盛岡タイムス Web News 2011年 12月 16日 (金)

       

■  〈大震災私記〉72 田村剛一 不意の客

 4月に入って間もなくと記憶しているが、後片付けをしている最中、「ごめんください」という声がした。

  出てみてびっくり。「なぜこの人が?」と一瞬思った。東北電力の幹部社員だったからだ。

  私たちは平成17年11月5日に「豊かな三陸の海を守る会」を結成して以来、「放射能を海に流さないでほしい」という運動を続けてきた。青森県六ケ所村に運搬された核燃再処理工場から大量の放射能が流れると聞いたからだ。

  なぜ有害な放射能を海に流しても罰せられないのか、不思議だった。猛毒なヒ素や水銀を流そうものなら、即操業停止だろう。ところが、放射能は、いくら流しても罰せられない。

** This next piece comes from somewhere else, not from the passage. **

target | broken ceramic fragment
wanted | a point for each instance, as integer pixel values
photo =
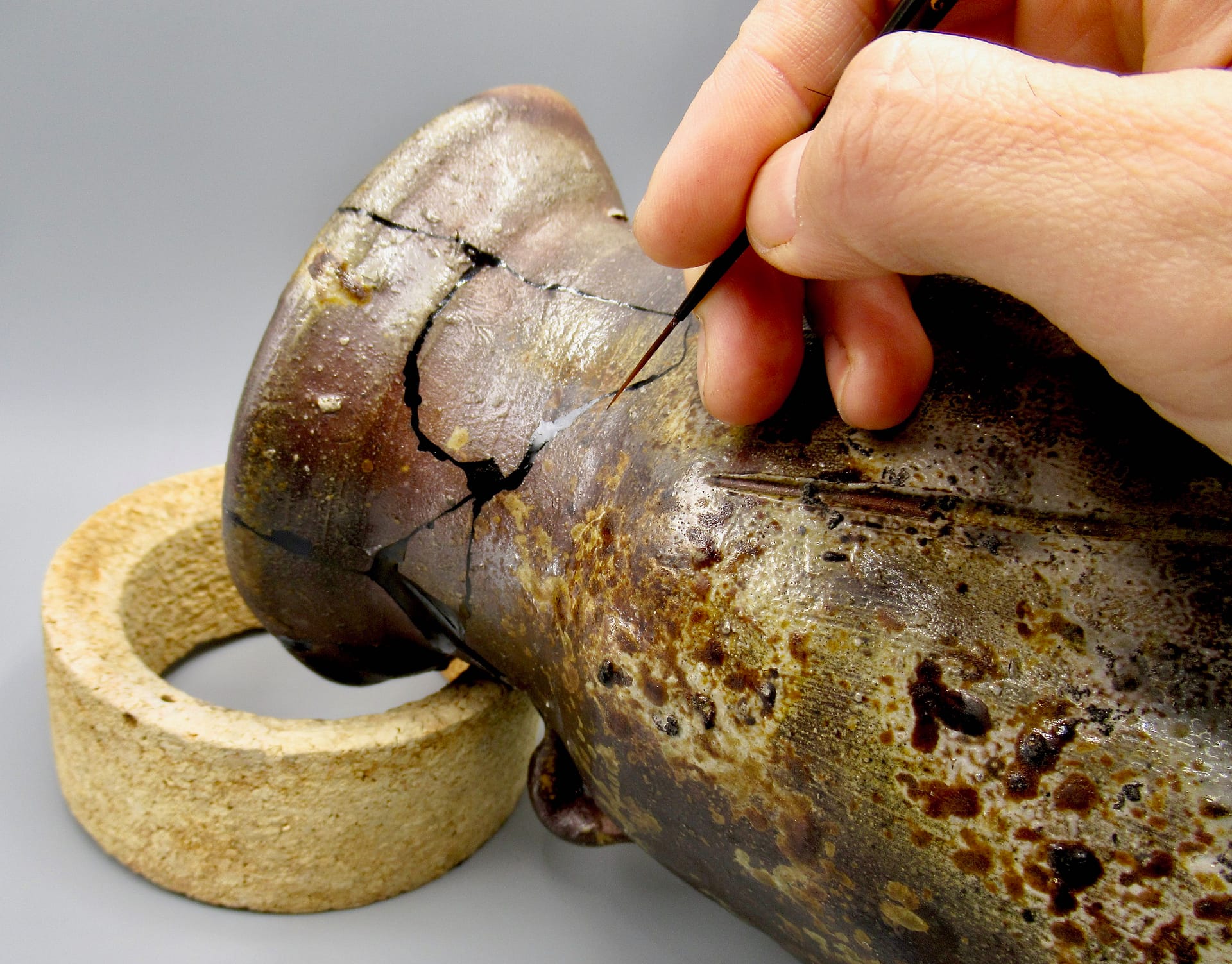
(954, 692)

  その理由が分かった。日本に放射能の放出を規制する法律がないからだ。そこで、私たちは、国に放射能の流出を規制する法律の制定を求め、岩手県内のすべての市町村議会に、請願活動を行った。当初35の市町村があり、33の市町村議会が請願を採択し、国に意見書を提出した。現在、市町村合併により33市町村になり、採択自治体は31市町村になっている。簡単に請願が採択されたわけではない。東北電力の関係者が、請願に反対するよう議員に働きかけたからだ。

  その結果、盛岡市議会では、委員会では採択されたにもかかわらず、本会議で否決、不採択になった。委員会で採択されたものが、本会議で不採択になるのは異例のことだと聞いた。本会議の直前まで東北電力関係からの圧力に抗し切れず、やむなく棄権に回った議員も出て、残念にも2票差で不採択になったのだ。

  釜石市議会では「請願が提出されたら即否決する」と言われ、請願を取り下げた。審議もされずに即否決とは乱暴だし、議会民主主義に反するようにも思えた。当時、東北電力出身の議員が議長だったこともあり、そういうことになったのではないかと推測する。この結果、不採択議会は盛岡市議会と釜石市議会の二つとなった。

  私たちは、宮古市の東北電力に出向き、私たちの運動の理解を求めた。私たちは「海に放射能を流すことに反対している」のだと。その時対応し、常に原発も六ケ所村の核燃再処理工場も安全だと主張し続けたのが、私の前に現れた人物だった。安全神話の広報官だったのだ。

  「今度、転勤で宮古を離れることになりました。そのごあいさつです。今回の福島原発の事故、田村さんたちの言っていた通りになり、慙愧(ざんき)の思いです…」そう言って帰っていった。安全だ、安全だと言って事故になったことに、この人は心を痛めたのかもしれない。